N’oublions pas, en effet, les diverses mesures salutaires prises par cette même transition, dont celles relatives à la lutte contre la corruption, au statut de la fonction publique, au code électoral, au secteur minier, au domaine de l’information, etc. Ceci pour dire que, face à tout processus de transition, on peut prendre le risque d’être dans un schéma figé qui est "les militaires aux casernes et les civils dans l’arène politique." Ce qui est logique et défendable.
En même temps, quand on est déjà dans une situation comme celle que vit le Mali, une situation assez complexe (comprendront ceux qui connaissent vraiment ce pays, et non ceux qui ne l’appréhendent qu’à distance !), on ne peut pas ou ne devrait pas faire dans la précipitation encore moins dans les sautes d’humeur. Cela, que ce soit au niveau des acteurs maliens, eux-mêmes, ou de toutes les instances qui s’engagent à accompagner le pays, en l’occurrence la CEDEAO, le plus proche parent.

Sur la durée de la transition ou comment faire preuve de compréhension vis-à-vis des Maliens :
On peut bien spéculer sur le point spécifique de la durée de 5 ans proposée par les assises nationales. On ne pourrait cependant pas se soustraire à la question essentielle suivante :

Comment se fait-il que, HUIT (08) ans durant, soit depuis 2013, la MISMA devenue MINUSMA (avec plus de 13 289 militaires et 1920 policiers sans compter donc les civils), que la MISAHEL (qui représente l’Union Africaine), que la Force Barkhane (avec 4800 militaires, 20 hélicoptères, 430 blindés, 350 véhicules de logistique, 7 avions de chasse, 6 drones et 5 à 8 avions de transport) la mission européenne EUTM (environ 1000 instructeurs aidant à la formation des des militaires maliens), sans compter la kyrielle d’ONG internationales, tous venus au chevet du même malade, on en soit encore là avec ce lot de morts, de souffrances des populations, ces tâtonnements aux plans politique et sécuritaire ?
Huit ans de présence de ces amis du Mali à ses côtés pour l’aider à se relever, à se stabiliser et à se construire. Le geste de solidarité est louable et à saluer, à sa juste valeur.

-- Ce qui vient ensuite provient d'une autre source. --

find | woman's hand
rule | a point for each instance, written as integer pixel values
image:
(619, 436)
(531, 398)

Cependant, ne pas vouloir qu’on pose cette question fondamentale, quitte à se refuser à interroger l’efficacité des instruments, mécanismes et procédés aussi bien sous-régionaux qu’internationaux, serait tout simplement vouloir continuer à marcher, indéfiniment, sur les parties intimes d’un aveugle, tout en lui disant de continuer aussi à chanter vos louanges !

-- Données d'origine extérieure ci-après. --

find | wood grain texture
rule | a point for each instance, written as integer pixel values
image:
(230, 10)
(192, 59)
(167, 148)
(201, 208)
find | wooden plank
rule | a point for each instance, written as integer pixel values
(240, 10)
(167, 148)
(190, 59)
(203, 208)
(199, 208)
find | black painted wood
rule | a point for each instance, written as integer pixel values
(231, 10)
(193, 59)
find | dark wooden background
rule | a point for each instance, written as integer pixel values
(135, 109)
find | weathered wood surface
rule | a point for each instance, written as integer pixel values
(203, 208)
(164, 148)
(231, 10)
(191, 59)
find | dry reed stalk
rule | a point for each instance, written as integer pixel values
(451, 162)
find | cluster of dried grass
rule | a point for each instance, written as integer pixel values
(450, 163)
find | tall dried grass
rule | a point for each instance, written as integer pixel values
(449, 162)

De même, à l’endroit de nous tous qui parlons de ce que nous ne connaissons pas en profondeur, une question et, ce n’est ni du nationalisme ni du populisme :
Qui, plus que les Maliens eux-mêmes connaît le Mali et recherchera son bien suprême plus que les Maliens ? Qui, plus que les Maliens eux-mêmes, peut dire aux amis (au grand coeur débonnaire) du Mali, ce qui répond, le mieux, aux aspirations réelles des Maliens, surtout après une consultation nationale ? Toutes les couches n’y ont pas pris part ? C’est un classique là aussi ? La transition au Burkina n’a pas emporté l’adhésion de tout le monde !

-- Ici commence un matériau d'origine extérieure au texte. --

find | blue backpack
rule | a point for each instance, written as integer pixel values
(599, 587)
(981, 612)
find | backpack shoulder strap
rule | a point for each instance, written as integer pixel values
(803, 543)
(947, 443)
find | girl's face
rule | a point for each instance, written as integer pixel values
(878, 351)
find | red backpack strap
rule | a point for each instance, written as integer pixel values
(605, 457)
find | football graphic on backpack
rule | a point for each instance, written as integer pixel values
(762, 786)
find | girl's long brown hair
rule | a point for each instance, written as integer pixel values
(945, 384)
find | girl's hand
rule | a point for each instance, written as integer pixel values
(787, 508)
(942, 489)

M. Assimi GOITA et ses frères savent bien des choses que nous ne connaissons pas et ils savent aussi, eux qui se sentent touchés dans leur dignité de fils et filles de ce grand pays, ce qu’ils veulent. Ils ont pris toute la mesure des enjeux, non pas seulement pour eux, militaires et civils qui animent la transition, mais aussi et surtout pour toute la nation malienne. M. GOITA n’est que victime, quelque part, d’un délit de faciès. Autrement dit, c’est parce qu’il est militaire, qui dirige ou préside la transition, que certaines choses sont d’office considérées comme intolérables de sa part, surtout quand elles sont ramenées (à juste titre, certes) aux cadres normatifs qui encadrent les processus politiques. En même temps, faut-il jeter le bébé avec l’eau du bain ? Si tant est qu’on se préoccupe réellement du sort de ce bébé, qui serait entrain de courir un danger sans qu’il s’en rende, lui-même compte ?

Pour terminer, soutenir cette démarche de la transition malienne ne signifie pas que l’on veuille que soit consacré un précédent de situations anticonstitutionnelles ou autres troubles ou anarchies dans nos pays, loin s’en faut !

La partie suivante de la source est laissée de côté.